3.1. Uyuşmazlık ve Hukuki Nitelendirme

Uyuşmazlık, vekalet görevinin kötüye kullanılması hukuki nedenine dayalı tapu iptali ve tescil, mümkün olmazsa bedel isteğine ilişkindir.

3.2. İlgili Hukuk

Bilindiği üzere, Borçlar Kanunu'nun temsil ve vekalet akdini düzenleyen hükümlerine göre, vekalet sözleşmesi büyük ölçüde tarafların karşılıklı güvenine dayanır. Vekilin borçlarının çoğu bu güven unsurundan, onun vekil edenin yararına ve iradesine uygun davranış yükümlülüğünden doğar.

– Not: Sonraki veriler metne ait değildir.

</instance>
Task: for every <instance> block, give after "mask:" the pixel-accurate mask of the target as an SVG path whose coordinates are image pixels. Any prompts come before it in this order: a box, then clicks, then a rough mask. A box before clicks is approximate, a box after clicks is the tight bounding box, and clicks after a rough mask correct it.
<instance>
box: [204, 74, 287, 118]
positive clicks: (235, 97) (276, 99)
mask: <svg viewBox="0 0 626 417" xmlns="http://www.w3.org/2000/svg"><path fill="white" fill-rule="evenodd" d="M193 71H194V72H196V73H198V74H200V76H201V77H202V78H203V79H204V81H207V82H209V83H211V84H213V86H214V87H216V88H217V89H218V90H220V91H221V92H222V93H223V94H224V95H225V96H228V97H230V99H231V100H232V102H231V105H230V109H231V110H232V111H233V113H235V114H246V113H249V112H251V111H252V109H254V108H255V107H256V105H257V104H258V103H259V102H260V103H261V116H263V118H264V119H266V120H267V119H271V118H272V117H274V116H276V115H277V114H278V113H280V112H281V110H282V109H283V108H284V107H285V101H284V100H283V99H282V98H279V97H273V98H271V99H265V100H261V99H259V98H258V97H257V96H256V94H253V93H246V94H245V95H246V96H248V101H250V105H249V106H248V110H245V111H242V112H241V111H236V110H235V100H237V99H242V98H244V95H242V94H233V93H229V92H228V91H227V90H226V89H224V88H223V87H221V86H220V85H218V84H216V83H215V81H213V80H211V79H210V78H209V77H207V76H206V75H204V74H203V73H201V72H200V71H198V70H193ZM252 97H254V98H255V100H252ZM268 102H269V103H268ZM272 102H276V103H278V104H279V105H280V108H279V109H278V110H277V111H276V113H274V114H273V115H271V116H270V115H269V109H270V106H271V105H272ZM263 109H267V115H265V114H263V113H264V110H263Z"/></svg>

6098 s. Türk Borçlar Kanunu'nda (TBK) sadakat ve özen borcu, vekilin vekil edene karşı en önde gelen borcu kabul edilmiş ve 506. maddesinde (818 s. Borçlar Kanununun 390.) aynen; "Vekil, vekâlet borcunu bizzat ifa etmekle yükümlüdür. Ancak vekile yetki verildiği veya durumun zorunlu ya da teamülün mümkün kıldığı hâllerde vekil, işi başkasına yaptırabilir.

Vekil üstlendiği iş ve hizmetleri, vekâlet verenin haklı menfaatlerini gözeterek, sadakat ve özenle yürütmekle yükümlüdür.

Vekilin özen borcundan doğan sorumluluğunun belirlenmesinde, benzer alanda iş ve hizmetleri üstlenen basiretli bir vekilin göstermesi gereken davranış esas alınır." hükmüne yer verilmiştir. Bu itibarla vekil, vekil edenin yararına ve iradesine uygun hareket etme, onu zararlandırıcı davranışlardan kaçınma yükümlülüğü altındadır. Vekâletin kapsamı, sözleşmede açıkça gösterilmemişse, görülecek işin niteliğine göre belirlenir. (TBK'nin 504/1) Sözleşmede vekaletin nasıl yerine getirileceği hakkında açık bir hüküm bulunmasa veya yapılan işlem dış temsil yetkisinin sınırları içerisinde kalsa dahi vekilin bu yükümlülüğü daima mevcuttur. Hatta malik tarafından vekilin bir taşınmazın satışında, dilediği bedelle dilediği kimseye satış yapabileceği şeklinde yetkili kılınması, satacağı kimseyi dahi belirtmesi, ona dürüstlük kuralını, sadakat ve özen borcunu göz ardı etmek suretiyle, makul sayılacak ölçüler dışına çıkarak satış yapma hakkını vermez. Vekil edenin yararı ile bağdaşmayacak bir eylem veya işlem yapan vekil değinilen maddenin son fıkrası uyarınca sorumlu olur. Bu sorumluluk BK'de daha hafif olan işçinin sorumluluğuna kıyasen belirlenirken, TBK'de benzer alanda iş ve hizmetleri üslenen basiretli bir vekilin sorumluluğu esas alınarak daha da ağırlaştırılmıştır.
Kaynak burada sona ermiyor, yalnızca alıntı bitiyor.